Le budget qu'elle a établi en pièce 21 de son dossier et auquel elle a annexé de nombreuses pièces justificatives, révèle qu'elle n'est pas en mesure d'affecter une part de ses revenus au paiement de sa dette.
Et il n'est pas annoncé, que dans les deux ans à venir, cette durée étant celle du délai maximal susceptible d'être accordé à Mme [H], il peut être escompté un retour à meilleure fortune.
En conséquence, la cour déboute Mme [H] de sa demande et ne lui accorde ni échelonnement, ni report de paiement.
Sur les dépens et l'article 700 du code de procédure civile
Les dispositions du jugement déféré ayant statué sur ces deux points méritent d'être confirmées.

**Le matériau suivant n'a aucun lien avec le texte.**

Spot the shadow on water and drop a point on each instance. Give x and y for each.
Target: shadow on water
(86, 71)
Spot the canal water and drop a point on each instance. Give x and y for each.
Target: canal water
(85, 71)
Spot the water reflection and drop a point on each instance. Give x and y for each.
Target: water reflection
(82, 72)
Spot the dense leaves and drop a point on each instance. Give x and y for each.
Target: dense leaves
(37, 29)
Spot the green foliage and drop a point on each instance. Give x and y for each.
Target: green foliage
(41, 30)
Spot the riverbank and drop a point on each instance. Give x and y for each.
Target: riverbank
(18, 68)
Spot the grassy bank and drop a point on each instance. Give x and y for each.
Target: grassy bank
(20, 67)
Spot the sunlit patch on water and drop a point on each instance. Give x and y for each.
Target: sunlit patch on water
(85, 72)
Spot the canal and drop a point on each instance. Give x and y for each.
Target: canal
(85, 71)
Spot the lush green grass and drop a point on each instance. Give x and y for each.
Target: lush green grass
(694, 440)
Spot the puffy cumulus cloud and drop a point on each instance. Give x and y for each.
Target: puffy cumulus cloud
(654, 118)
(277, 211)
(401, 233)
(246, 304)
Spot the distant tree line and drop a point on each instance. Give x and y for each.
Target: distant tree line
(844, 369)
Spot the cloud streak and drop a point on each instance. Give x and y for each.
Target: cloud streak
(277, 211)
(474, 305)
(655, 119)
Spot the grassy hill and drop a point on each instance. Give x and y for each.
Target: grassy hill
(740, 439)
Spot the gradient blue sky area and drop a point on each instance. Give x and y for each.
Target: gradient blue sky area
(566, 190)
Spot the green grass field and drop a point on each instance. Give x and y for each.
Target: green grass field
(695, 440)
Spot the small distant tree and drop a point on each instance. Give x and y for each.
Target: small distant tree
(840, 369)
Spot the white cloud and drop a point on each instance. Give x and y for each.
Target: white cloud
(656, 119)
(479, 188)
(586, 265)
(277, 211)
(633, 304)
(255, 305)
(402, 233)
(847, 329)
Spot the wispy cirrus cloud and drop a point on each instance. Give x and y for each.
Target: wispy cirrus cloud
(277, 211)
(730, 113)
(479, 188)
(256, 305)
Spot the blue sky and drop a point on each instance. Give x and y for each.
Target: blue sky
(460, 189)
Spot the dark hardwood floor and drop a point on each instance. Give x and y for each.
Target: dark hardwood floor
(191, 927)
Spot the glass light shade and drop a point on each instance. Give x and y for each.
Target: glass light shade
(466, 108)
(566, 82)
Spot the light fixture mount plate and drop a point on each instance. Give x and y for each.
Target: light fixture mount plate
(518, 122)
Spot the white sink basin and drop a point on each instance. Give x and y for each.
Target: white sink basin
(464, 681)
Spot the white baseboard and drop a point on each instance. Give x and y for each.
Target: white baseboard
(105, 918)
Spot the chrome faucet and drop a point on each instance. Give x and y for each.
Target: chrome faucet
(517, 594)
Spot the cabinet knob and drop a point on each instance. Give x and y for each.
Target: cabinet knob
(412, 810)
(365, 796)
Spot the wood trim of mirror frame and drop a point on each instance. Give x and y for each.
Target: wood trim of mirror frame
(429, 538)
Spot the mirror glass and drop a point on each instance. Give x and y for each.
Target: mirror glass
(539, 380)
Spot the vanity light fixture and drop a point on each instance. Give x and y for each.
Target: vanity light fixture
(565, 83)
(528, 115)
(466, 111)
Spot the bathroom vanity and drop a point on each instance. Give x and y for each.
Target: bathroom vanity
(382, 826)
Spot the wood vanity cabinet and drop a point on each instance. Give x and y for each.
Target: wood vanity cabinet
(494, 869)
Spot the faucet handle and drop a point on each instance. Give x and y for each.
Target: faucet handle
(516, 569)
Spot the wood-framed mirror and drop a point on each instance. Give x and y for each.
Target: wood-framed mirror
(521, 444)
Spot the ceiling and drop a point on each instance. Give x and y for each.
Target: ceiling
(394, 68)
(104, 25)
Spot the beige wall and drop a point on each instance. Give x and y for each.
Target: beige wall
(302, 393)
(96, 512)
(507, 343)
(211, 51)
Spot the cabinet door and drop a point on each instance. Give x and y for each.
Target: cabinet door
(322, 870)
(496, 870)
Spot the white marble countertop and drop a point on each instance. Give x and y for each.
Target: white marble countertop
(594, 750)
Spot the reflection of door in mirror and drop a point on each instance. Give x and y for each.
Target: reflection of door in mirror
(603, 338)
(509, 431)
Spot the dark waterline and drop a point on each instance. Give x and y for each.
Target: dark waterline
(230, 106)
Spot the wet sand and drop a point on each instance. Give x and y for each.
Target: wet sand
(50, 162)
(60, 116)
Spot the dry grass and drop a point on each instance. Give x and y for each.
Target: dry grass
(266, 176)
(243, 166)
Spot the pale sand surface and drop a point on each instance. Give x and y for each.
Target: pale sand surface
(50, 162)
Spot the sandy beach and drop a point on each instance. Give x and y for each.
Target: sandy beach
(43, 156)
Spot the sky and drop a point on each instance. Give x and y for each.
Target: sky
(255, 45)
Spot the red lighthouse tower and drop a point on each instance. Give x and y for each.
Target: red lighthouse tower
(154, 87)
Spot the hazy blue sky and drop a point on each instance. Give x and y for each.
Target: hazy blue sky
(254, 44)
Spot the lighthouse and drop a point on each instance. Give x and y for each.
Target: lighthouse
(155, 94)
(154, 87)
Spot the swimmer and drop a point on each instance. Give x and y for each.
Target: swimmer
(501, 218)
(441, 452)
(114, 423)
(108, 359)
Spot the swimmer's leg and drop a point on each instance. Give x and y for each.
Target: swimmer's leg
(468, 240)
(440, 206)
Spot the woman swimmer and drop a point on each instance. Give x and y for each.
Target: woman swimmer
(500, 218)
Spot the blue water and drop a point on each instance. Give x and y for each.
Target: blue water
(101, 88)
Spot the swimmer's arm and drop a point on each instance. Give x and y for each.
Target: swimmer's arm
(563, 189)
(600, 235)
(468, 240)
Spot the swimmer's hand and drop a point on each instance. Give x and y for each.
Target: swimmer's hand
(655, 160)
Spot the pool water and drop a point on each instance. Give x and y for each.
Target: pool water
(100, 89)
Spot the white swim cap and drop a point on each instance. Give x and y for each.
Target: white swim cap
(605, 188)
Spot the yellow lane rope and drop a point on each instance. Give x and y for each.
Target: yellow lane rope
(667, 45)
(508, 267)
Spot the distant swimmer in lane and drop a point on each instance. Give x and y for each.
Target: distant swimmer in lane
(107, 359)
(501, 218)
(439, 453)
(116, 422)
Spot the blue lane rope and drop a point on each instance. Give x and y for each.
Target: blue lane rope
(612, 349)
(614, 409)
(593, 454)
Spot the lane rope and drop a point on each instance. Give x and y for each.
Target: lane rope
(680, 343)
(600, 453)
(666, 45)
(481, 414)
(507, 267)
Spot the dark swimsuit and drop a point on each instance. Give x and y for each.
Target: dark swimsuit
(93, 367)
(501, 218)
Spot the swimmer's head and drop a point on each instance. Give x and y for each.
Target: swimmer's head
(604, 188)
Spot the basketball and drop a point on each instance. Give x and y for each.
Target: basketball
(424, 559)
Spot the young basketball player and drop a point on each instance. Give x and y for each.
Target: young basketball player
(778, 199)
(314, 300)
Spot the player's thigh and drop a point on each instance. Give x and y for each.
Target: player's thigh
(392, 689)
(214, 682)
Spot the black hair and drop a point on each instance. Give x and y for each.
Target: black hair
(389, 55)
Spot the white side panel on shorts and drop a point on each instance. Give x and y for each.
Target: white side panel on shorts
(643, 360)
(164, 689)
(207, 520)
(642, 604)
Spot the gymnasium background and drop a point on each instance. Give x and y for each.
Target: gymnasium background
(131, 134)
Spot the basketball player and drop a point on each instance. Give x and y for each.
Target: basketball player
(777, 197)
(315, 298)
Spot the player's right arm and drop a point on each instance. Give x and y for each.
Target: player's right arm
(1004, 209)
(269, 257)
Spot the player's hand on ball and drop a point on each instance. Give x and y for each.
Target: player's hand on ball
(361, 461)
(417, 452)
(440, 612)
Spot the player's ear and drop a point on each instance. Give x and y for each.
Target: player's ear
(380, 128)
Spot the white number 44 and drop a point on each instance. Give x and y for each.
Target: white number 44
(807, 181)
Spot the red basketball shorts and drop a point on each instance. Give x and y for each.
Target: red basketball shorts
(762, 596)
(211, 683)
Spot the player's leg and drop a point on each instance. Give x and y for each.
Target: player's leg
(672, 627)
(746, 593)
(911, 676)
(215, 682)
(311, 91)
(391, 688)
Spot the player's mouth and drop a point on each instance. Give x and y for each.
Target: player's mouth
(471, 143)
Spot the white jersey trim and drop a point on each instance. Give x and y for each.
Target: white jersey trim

Conformément à l'article 696 du code de procédure civile, les dépens d'appel doivent être mis à la charge de Mme [H].
Les conditions d'application de l'article 700 du code de procédure civile en cause d'appel ne sont réunies qu'en faveur de l'intimé. Toutefois, dans les circonstances particulières de l'espèce, l'équité conduit la cour à ne pas condamner Mme [H] au paiement d'une quelconque somme au titre des frais non compris dans les dépens exposés par la banque.
PAR CES MOTIFS, après en avoir délibéré conformément à la loi, la cour statuant publiquement et contradictoirement,
Confirme le jugement déféré sauf en ce qu'il a dit que la somme de 9 158,75 euros ne produira aucun intérêt,
Statuant à nouveau sur ce point,
Dit que la somme de 9 158,75 euros produit intérêts au taux légal à compter du 13 avril 2017 et condamne Mme [X] [H] au paiement de ces intérêts,
Exclut l'application de l'article L. 313-3 du code monétaire et financier en ce qu'il prévoit une majoration de cinq points du taux légal à l'expiration d'un délai de deux mois à compter du jour où la décision de justice est devenue exécutoire, fût-ce par provision,
Ajoutant,
Déboute Mme [X] [H] de toutes ses demandes,
La condamne aux dépens d'appel,
Dit n'y avoir lieu à application de l'article 700 du code de procédure civile en cause d'appel.
Ainsi prononcé publiquement le 16 juin 2022 par mise à disposition de l'arrêt au greffe de la Cour, les parties en ayant été préalablement avisées dans les conditions prévues au deuxième alinéa de l'article 450 du Code de Procédure Civile, et signé par Madame Viviane CAULLIREAU-FOREL, Conseillère faisant fonction de Présidente et Madame Sylvie DURAND, Greffière.